Haaa bir de “Türkiye düşmanı!”…
-*-*-
“Bu ülkede hastane yok, yol yok, lamba yok, düzen yok, okul yok, intizam yok” dersiniz; “ihale yolsuzlukları diz boyudur, Kıb – Tek’e doğrudan akaryakıt alımı hırsızlıktır” diye yazarsınız; herkes farkındadır, egemenler yani iktidardakiler de bilir bunların gerçek olduğunu ve gerçekten çok da canları sıkılır – üzülürler ama kişisel çıkarlar ağır bastığı için anında size saldırırlar!
-*-*-
Sonuca gelelim!
Ortada apaçık bir gerçek var…
Uluslararası hukuku, devletler hukukunu, tek başına genel anlamıyla hukuku bir yana bırakın…
Fiili olarak, Kıbrıs Adası’nın “Kuzey” coğrafyasında, KKTC adı verilen “devlet”; sözde bir devlettir…
Sahtedir…
Yalancıktandır…
Ve bunun ötesinde, Türkiye Cumhuriyeti’nin mutlak anlamda kontrolündedir…
İşgaldi, istilaydı, kontroldü geçiniz…
Gözle görülür bir şekilde, KKTC’nin Cumhurbaşkanı da, Başbakanı da, her türlü demokratik kurumu da dilenildiği anda “yok” sayılabilmektedir…
-*-*-
Bu gerçek, tüm Dünya tarafından bilinmekte, yakından takip edilmektedir…
Ve bu gerçek, koşarak, korkutarak, muhalifleri susturarak, saraydan kovarak, onlara saldırılarak, Rumcu, hain diye suçlayarak gizlenilemeyecek bir gerçektir…
-*-*-
Ve bu gerçek, Kıbrıs Türk toplumunun kesinlikle çıkarına değildir…
Bu durum, Kıbrıs Türk toplumu içerisinde var olan azınlık da olsa bir grup “kaymak yiyici, kıç yalayıcı, makam hastası”nın çıkarına olabilir ama toplum, onların da yardımıyla tükenmek üzeredir…
Bu da çok iyi bilinmelidir…
-*-*-
Denktaş, Talat, Eroğlu ve Akıncı…
Özellikle ilk ikisini çok sert eleştirdiğim inancındayım…
Ama hiçbir zaman, basın önüne çıkmaya çekinmediler…

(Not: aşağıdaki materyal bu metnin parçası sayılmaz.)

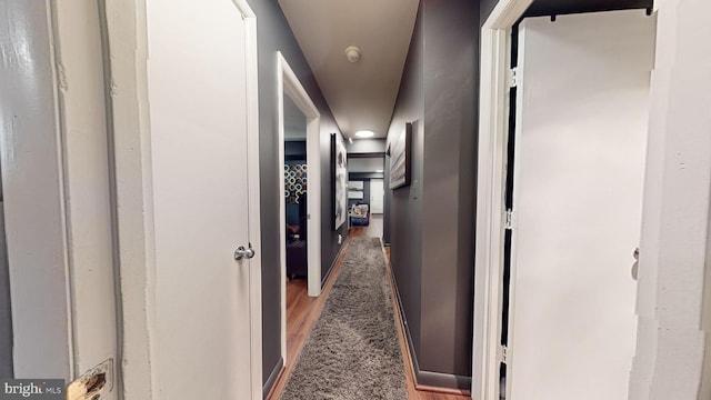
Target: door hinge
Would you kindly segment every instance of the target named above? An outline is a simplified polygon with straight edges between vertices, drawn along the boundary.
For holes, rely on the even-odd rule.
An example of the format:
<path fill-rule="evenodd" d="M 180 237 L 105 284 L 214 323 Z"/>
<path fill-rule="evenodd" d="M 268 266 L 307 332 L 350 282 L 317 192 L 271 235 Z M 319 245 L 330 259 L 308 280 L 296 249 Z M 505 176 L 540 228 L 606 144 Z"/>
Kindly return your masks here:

Dördü de sık sık gazetecilerle sohbet ettiler, basın toplantıları düzenleyip bilgi verdiler…
-*-*-
Ersin Tatar ise “vatan haini” dediği basınla karşı karşıya gelmeye korkuyor!
Verecek cevabı yok…
Bilgisi yok…
En acısı, kendine ait bir görüş ya da düşüncesi hiç yok…
Ayıptır söylemesi; çok iyi bir hesap uzmanı olabilir ama Türkçesi hatta İngilizcesi bile yeterli değil…
Ve bunu herkes biliyor, görüyor…
-*-*-
Zavallı!
Hep yazıyorum, nenem “acın da genne” derdi!
Ancak en güzel sözü, Nazım Hikmet yıllar önce sanki O’nun için yazmış; “Hiçbir korkuya benzemez halkını satanın korkusu”…
Alın size acı bir KKTC gerçeği!
Tatar, “Ercan’ın adı Dr. Küçük Havaalanı olmalı” diyebilir mi?
Ersin Tatar ne diyor?
“KKTC, bir başarı öyküsüdür!”…
-*-*-
Evet, anayol kenarına dikilmiş kocaman kocaman ağaçlar mesela başarı öyküsüdür değil mi?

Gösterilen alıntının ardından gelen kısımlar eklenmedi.